Но и тут не вспылил Старков, но только напрягся весь, и волосы, подбитые кружком, как бы вздыбились. Отошел к печи и уже издали продолжал с настойчивой, неколебимой силой:
– Сам ты еретик, и вера твоя беспоповская самая ни на есть еретическая. И вдвойне ты еретик, что в никонианской церкви служил, в колоколы зазывал прихожан к врагам своим, смущая душу, а сам крестился дланью. И втройне ты еретик, что, отвергая по вере своей жену, однако женат был. А много ли надо, чтобы рухнуть душе?
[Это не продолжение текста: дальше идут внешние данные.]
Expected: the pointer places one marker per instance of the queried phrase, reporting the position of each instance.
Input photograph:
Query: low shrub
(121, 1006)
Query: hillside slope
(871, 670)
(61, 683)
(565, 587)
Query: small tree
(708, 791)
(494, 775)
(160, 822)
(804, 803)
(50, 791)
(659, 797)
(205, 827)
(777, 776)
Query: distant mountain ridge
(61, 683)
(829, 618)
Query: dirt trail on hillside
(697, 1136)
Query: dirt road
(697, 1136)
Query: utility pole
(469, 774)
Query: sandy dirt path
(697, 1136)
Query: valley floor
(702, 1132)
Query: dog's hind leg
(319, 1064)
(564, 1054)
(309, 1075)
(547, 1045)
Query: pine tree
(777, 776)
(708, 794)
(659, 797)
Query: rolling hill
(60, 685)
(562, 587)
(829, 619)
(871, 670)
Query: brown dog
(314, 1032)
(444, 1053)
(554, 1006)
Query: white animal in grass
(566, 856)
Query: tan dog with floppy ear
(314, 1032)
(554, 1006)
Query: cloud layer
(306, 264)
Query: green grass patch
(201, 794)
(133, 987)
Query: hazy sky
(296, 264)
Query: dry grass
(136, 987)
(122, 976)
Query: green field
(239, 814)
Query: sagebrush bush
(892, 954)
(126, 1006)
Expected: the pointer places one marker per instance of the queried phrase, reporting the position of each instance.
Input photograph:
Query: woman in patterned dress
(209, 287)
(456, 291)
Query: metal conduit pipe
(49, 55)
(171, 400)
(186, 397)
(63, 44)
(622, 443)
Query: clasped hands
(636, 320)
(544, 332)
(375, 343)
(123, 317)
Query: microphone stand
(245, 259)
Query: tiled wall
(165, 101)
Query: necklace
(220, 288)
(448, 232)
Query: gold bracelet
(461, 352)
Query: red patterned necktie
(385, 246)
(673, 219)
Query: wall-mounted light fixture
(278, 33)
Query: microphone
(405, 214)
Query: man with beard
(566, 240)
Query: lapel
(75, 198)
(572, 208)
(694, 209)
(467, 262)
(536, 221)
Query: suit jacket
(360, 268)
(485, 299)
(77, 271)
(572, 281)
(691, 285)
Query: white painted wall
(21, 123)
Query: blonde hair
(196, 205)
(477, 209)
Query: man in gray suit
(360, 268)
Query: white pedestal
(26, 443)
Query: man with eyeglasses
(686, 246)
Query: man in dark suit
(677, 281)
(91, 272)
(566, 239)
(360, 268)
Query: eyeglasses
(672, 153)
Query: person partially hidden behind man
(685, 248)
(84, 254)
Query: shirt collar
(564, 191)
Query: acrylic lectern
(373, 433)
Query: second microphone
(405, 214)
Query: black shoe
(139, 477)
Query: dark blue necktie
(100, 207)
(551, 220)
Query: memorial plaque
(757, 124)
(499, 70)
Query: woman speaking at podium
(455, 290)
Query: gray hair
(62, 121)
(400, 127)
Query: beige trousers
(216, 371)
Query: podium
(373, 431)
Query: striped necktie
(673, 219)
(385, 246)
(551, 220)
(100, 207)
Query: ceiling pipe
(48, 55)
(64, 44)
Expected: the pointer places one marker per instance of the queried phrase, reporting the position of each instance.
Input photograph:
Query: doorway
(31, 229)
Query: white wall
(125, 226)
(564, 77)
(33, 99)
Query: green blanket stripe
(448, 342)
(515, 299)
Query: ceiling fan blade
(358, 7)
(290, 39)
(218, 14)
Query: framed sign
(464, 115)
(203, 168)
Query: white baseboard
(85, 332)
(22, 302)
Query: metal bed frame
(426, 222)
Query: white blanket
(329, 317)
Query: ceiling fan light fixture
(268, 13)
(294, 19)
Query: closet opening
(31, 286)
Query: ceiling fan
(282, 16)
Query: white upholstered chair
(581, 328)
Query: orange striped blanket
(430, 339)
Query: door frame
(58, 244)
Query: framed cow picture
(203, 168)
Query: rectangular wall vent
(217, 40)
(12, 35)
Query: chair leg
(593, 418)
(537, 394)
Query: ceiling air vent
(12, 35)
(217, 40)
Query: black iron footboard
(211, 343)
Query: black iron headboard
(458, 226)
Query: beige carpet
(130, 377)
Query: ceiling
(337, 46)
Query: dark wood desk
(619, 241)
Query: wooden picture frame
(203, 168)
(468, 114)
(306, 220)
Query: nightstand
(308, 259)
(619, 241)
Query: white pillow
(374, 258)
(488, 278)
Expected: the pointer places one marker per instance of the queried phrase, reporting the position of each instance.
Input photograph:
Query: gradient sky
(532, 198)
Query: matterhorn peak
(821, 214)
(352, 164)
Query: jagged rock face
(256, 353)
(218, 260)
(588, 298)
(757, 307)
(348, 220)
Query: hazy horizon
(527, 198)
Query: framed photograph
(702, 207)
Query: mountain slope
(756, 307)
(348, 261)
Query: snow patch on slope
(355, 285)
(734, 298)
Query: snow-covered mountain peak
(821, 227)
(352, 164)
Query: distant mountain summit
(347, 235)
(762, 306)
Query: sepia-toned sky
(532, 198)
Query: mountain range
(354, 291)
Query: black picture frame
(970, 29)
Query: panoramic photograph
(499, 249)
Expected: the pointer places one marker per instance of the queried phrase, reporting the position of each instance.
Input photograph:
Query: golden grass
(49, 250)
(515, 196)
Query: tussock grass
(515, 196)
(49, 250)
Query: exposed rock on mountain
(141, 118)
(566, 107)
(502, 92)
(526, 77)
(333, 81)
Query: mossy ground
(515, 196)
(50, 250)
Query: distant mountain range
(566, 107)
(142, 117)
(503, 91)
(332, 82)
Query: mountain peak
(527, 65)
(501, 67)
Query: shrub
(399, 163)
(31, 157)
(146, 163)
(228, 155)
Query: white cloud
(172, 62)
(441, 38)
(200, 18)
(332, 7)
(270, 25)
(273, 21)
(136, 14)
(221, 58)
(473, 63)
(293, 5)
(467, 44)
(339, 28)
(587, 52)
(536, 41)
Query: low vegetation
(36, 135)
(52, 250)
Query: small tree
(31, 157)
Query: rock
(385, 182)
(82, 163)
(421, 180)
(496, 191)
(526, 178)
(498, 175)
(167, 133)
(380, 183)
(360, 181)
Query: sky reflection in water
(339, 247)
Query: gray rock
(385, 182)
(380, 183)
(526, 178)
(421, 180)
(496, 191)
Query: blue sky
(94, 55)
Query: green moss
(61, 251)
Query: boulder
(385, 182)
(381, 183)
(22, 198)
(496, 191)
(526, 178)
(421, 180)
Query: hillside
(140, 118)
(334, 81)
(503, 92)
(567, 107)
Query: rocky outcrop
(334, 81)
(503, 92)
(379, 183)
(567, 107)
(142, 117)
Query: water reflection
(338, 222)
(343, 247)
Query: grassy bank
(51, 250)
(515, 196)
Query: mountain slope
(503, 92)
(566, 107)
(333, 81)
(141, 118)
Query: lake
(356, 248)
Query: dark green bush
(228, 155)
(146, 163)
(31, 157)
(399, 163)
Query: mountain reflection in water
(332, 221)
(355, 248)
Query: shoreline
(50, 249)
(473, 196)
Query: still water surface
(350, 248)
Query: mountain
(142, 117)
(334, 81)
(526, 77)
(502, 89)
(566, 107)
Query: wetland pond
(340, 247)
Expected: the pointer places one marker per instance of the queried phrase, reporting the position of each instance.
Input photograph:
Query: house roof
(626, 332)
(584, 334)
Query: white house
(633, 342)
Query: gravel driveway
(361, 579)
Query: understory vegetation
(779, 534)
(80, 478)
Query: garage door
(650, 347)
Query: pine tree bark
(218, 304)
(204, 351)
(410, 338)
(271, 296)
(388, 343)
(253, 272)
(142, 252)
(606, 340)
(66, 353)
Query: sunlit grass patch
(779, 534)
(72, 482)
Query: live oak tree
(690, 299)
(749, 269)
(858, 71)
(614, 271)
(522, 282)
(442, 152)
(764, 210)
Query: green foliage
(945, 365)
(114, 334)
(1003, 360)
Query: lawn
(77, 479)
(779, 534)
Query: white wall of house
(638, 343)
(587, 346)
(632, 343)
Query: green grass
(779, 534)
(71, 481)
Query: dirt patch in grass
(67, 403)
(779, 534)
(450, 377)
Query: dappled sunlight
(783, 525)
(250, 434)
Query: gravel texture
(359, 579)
И вот рассыпалась она от блуда, ибо нельзя верить во много вер сразу. Отсюда и бесы в тебе, ибо ты самый безверный человек, и крест тебе не подмога. А бесы чуют слабую душу, чу-ют.
Но Насонов, отвернувшись к стене, смолчал, не желая более тратить слов на еретика. Лишь под вечер, когда навестил надзиратель, расстрига-пономарь попросился в тюремную больницу. А через неделю в башне затеяли ремонт, и сидельцев перевели в общую камеру.
Глава третья
Два ката было в тюремном замке, и вдруг оба запросились с бессрочной должности.
Илья Лазарев, крестьянин из Пурнемы, был замешан в убийстве крестьянской девки Авдотьи Егоровой. Приговоренный когда-то к восьмидесяти ударам розгой, арестантской роте и ссылке в Восточную Сибирь, испугался лечь под розги, битым быть, и с такой робости пошел в палачи. Восемнадцать лет отслужил заплечных дел мастером и вот сдал ныне: сухая чахотка точит грудь, ломота в ногах, в глазах студень, видит от близорукости не далее четверти аршина. От плохого зрения не раз, случалось, попадал розгою не по тем частям тела, куда полагалось, за что и сам бит неоднократно по распоряжению полицмейстера Шепетковского. Какая гроза от палача, какой ужас? Ныне одна жалость при виде заплечного мастера Ильи Лазарева: волос с головы пропал, щеки к зубам присохли, серые, как овечья шерсть, плечи согнуло. Волочится по тюремным коридорам как тень иль долго стоит в тени и смотрит куда-то вдаль. Кажется, плюнь на такого – упадет и растает в тюремном камне. Одного мгновения однажды убоялся – лечь на скамью и вынести первый ожог плетью; а там вой, рычи, кляни матом, расслабься киселем. Эка невидаль – восемьдесят розог для сильного человека; да никто от них на веку не умирал. А тут запечатал себя, как в монастырь, без конвойного ни на шаг из замка: идешь на базар, чтоб сайку крупитчатую пятикопеечную взять иль трещочки фунтик, а сзади часовой волочится, дозорит. Если жена Акулина когда навестит, так в палаческой намилуешься, как наплачешься. Собачья жизнь. Пока в катах состоял, пока иго то носил, народились сыновья Санаха, Петруха, Никишка да две девки. Его ли, Ильи Лазарева, они иль чужие пестуны, пойми: меньшой-то, Феньке, полтора годика, а волосы как пламень. Нет, не нашего она роду-племени, не лазаревского.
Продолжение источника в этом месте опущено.